Removed testing on FPGA Emulator as a step towards our strategy to drop FPGA support. Starting with this release there is no guarantee that FPGA-specific features continue to work.
Docker images containing nightly builds are not provided anymore, but we still provide Dockerfiles so you can build those images yourself.
Fixed OCL CPU Runtime installation script leaving incorrect permissions on a system folder.

Known Issues and Limitations

SYCL:

SYCL headers use unreserved identifiers which sometimes cause clashes with user-provided macro definitions. Known identifiers include: G, VL.
When using sycl_ext_oneapi_matrix extension it is important for some devices to use the sm version (Compute Capability) corresponding to the device that will run the program. This particularly affects matrix operations using half data type.
C/C++ math built-ins (like exp or tanh) can return incorrect results on Windows for some edge-case input. The problems have been fixed in the SYCL implementation, and the remaining issues are thought to be in MSVC.
There are known issues and limitations in virtual functions functionality, such as:
- Optional kernel features handling implementation is not complete yet.
- AOT support is not complete yet.
- A virtual function definition and definitions of all kernels using it must be in the same translation unit. Please refer to sycl/test-e2e/VirtualFunctions to see the list of working and non-working examples.

OpenMP:

Some OpenMP spir64 offload programs compiled with -O0 -g may result in a segfault failure at runtime. Workaround: compile the program without -g, or compile it with -O2 -g.
For OpenMP spir64 offload, the memory-order and memscope clauses of the flush construct are silently ignored and the default (more conservative but correct) values of seq_cst/device are used for now.

Unified Runtime:

On Windows, the Unified Runtime's Level Zero leak check does not work correctly with the default contexts on Windows. This is because on Windows the release of the plugin DLLs races against the release of static global variables (like the default context).

Intel® Graphics Compiler:

The Vector Compute backend does not support -O0 code and often gets miscompiles, producing wrong answers and crashes. This issue directly affects ESIMD code at -O0. As a temporary workaround, the ESIMD code is optimized even in -O0 mode.
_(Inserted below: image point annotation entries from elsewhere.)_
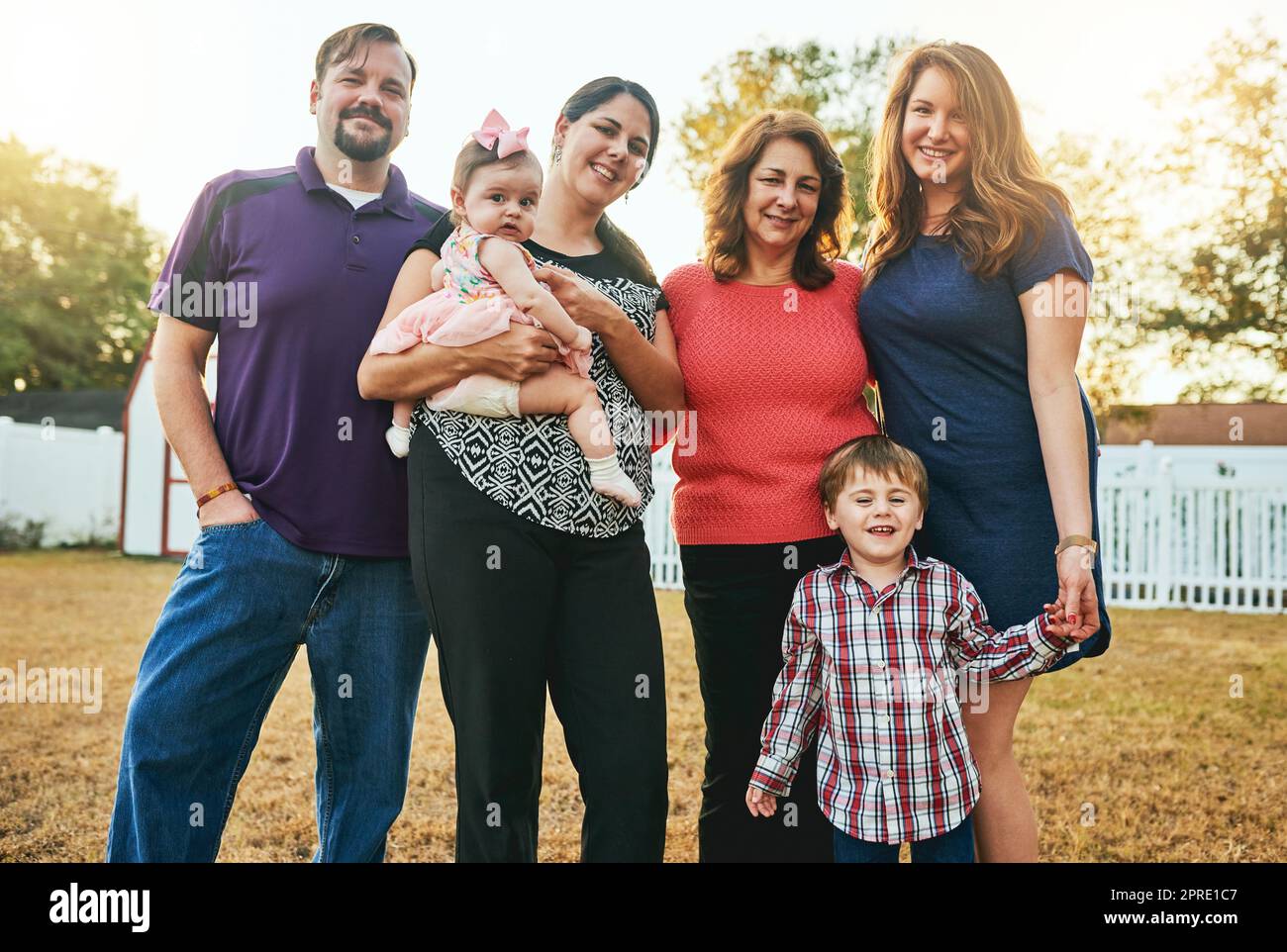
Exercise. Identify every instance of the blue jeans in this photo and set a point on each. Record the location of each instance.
(244, 604)
(956, 845)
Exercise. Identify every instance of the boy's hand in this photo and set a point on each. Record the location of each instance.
(1062, 626)
(760, 803)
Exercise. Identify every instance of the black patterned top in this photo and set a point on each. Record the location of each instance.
(532, 464)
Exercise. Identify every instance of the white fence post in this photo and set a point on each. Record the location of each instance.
(1165, 509)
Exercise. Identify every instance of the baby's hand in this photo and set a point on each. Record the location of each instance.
(1062, 626)
(760, 803)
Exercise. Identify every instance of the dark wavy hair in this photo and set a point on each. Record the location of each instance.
(729, 184)
(343, 46)
(614, 239)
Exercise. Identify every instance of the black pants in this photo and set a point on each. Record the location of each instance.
(738, 600)
(515, 606)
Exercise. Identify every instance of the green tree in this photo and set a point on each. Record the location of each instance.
(844, 89)
(1234, 279)
(1107, 187)
(75, 273)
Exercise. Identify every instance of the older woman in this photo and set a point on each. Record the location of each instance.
(531, 579)
(773, 372)
(976, 301)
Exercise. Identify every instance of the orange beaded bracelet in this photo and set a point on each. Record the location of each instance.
(213, 493)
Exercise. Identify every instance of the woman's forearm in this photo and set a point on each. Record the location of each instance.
(421, 371)
(655, 381)
(1062, 431)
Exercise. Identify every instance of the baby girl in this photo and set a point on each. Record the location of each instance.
(487, 282)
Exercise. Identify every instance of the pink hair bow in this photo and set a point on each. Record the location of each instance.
(496, 129)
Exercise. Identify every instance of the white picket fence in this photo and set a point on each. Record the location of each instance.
(1170, 536)
(1174, 531)
(1219, 543)
(67, 479)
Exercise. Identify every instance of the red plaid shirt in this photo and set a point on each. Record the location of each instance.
(874, 676)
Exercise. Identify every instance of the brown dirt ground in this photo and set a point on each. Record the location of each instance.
(1174, 768)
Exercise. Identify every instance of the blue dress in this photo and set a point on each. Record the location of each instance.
(948, 352)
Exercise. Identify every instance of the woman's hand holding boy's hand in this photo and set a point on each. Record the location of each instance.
(760, 803)
(1062, 626)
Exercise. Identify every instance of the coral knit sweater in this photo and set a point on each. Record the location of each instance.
(775, 377)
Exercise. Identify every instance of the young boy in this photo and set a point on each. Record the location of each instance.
(871, 650)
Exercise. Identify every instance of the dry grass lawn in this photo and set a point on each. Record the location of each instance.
(1145, 742)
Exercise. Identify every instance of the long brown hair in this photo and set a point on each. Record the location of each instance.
(1008, 196)
(614, 239)
(729, 184)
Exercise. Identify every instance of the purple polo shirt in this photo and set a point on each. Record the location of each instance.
(295, 282)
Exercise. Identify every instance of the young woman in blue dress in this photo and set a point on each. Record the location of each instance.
(974, 301)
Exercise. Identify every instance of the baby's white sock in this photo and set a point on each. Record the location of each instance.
(399, 440)
(608, 479)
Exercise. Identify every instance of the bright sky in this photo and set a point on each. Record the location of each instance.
(171, 95)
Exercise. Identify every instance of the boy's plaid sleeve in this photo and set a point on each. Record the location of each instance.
(797, 700)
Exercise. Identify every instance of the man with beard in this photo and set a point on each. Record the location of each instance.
(303, 510)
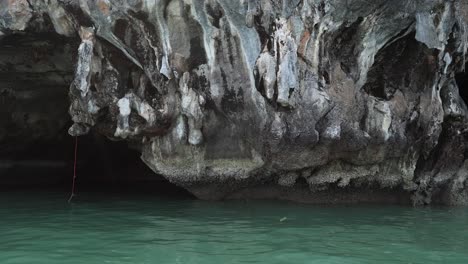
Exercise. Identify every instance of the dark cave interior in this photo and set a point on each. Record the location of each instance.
(36, 151)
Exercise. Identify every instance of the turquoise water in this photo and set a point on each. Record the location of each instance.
(37, 228)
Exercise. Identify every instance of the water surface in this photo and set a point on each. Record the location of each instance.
(41, 228)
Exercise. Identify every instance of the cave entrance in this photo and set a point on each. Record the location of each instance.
(462, 82)
(36, 151)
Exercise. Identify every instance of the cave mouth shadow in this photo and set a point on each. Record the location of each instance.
(36, 152)
(103, 167)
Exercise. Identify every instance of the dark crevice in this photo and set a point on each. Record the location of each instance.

CPATH to C_INCLUDE_PATH and CPLUS_INCLUDE_PATH Transition:

The oneAPI environment setup scripts have historically added paths for C, C++, and Fortran header files to the CPATH environment variable. These scripts are being transitioned to add relevant paths to the C_INCLUDE_PATH and CPLUS_INCLUDE_PATH environment variables instead of CPATH. This transition is intended to isolate Intel provided header files from the effects of compiler options used by customers to request or suppress compiler warnings in their own source files.

Paths present in the CPATH environment variable specify user include paths. By default, compiler warnings are issued for potentially problematic source code in header files found via these paths subject to use of options like -Wall, and most other options that begin with -W. Paths present in the C_INCLUDE_PATH and CPLUS_INCLUDE_PATH environment variables specify system include paths. By default, compiler warnings are suppressed for header files found via these paths (warnings in system header files can be enabled with the -Wsystem-headers option).

For most customers, this transition will be transparent with the only observed difference being that warnings are less likely to be issued for source code in Intel provided header files. However, there are some edge cases that could cause other differences in behavior for some customers.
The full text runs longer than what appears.